En este pasado puente de Todos los Santos he tenido la oportunidad de realizar una escapada a Madrid. Este corto desahogo resulta casi imprescindible para quien reside en un ciudad de provincias, con un panorama cultural bastante limitado. En la capital, las pilas de nuestro espíritu se pueden recargar en las salas del Prado o el Thyssen, en los palcos de alguno de sus teatros cuando alguna representación descuella entre lo anodino de la más que objetable cartelera o rastreando en las librerías sinnúmero y las casetas de la cuesta de Moyano alguno de esos libros inasequibles en el mermado mercado local, en este caso el alicantino.
En Madrid nos llenamos de la vitalidad de ese corazón que hace circular la sangre y la historia por las arterias españolas, hoy ese sístole y diástole arrítmico que denuncia la profunda crisis. Pero allí al menos uno reconoce el baremo de cómo va el país, llena los pulmones con aires renovadores y puede regresar a su ciudad de origen barajando diferentes perspectivas. Porque devorar un bocadillo de calamares junto a la plaza Mayor, disolverse entre la muchedumbre de la puerta del Sol o Preciados o apurar un café tras la viedriera del café del Príncipe alimentan nuestro ánimo de un optimismo más que risueño.
Para mí Madrid, mi Madrid particular, se circunscribe al Madrid castizo y Monumental; ni que decir tiene que mi calle predilecta es el Paseo del Prado; dejo el de la Castellana, como todo lo demás, para los megalómanos que sepan apreciarlo. En ese Madrid,mi Madrid, no se cansa el espíritu de ir asimilando esos escenarios que evoca, el del tradicional e histórico, el pictórico o literario; también el musical, aunque he de reconocer que soy poco aficionado a su género chico o típico, la zarzuela. Pues en verdad le cuesta a uno compaginar con esa sociedad populachera, de chulapos y gachis, que nos acercaran Arniches o Chueca, o la de majos y majas, con que retratara Goya el cutrerío de la corte de Carlos IV.
Para quienes nos gusta escribir, despierta especial curiosidad el conocer la efervescencia del Madrid literario, aunque en conciencia el actual no sé dónde se esconde ni dónde encontrarlo; sería preciso rastrearlo en draculinas correrías nocturnas y quizá, al cabo de un buen escrutinio, hubieramos dado con la pista de más de un poeta alucinado, de algún grasiento filósofo y de un buen emjambre de dubitativos narradores desdibujados en la desidia de la bohemia.

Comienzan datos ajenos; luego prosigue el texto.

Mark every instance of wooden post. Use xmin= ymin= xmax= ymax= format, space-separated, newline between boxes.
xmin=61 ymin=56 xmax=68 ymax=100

Quizá por eso decidí retornar al café Gijón. Qué decir de él más de que constituye una reliquia literaria donde rememorar la épocas gloriosas del Parnaso ibérico. Allí nos sorprenden los ojos impávidos de Camilo J. Cela, de Alberti, de Umbral, comtemplándonos atónitos desde sus iconos de la Fama. Pero qué queda de su Madrid de luchas, miserias y ambiciones sino el vapor de una entrañable nebulosa con que nos despista y consuela el ensueño de la historia.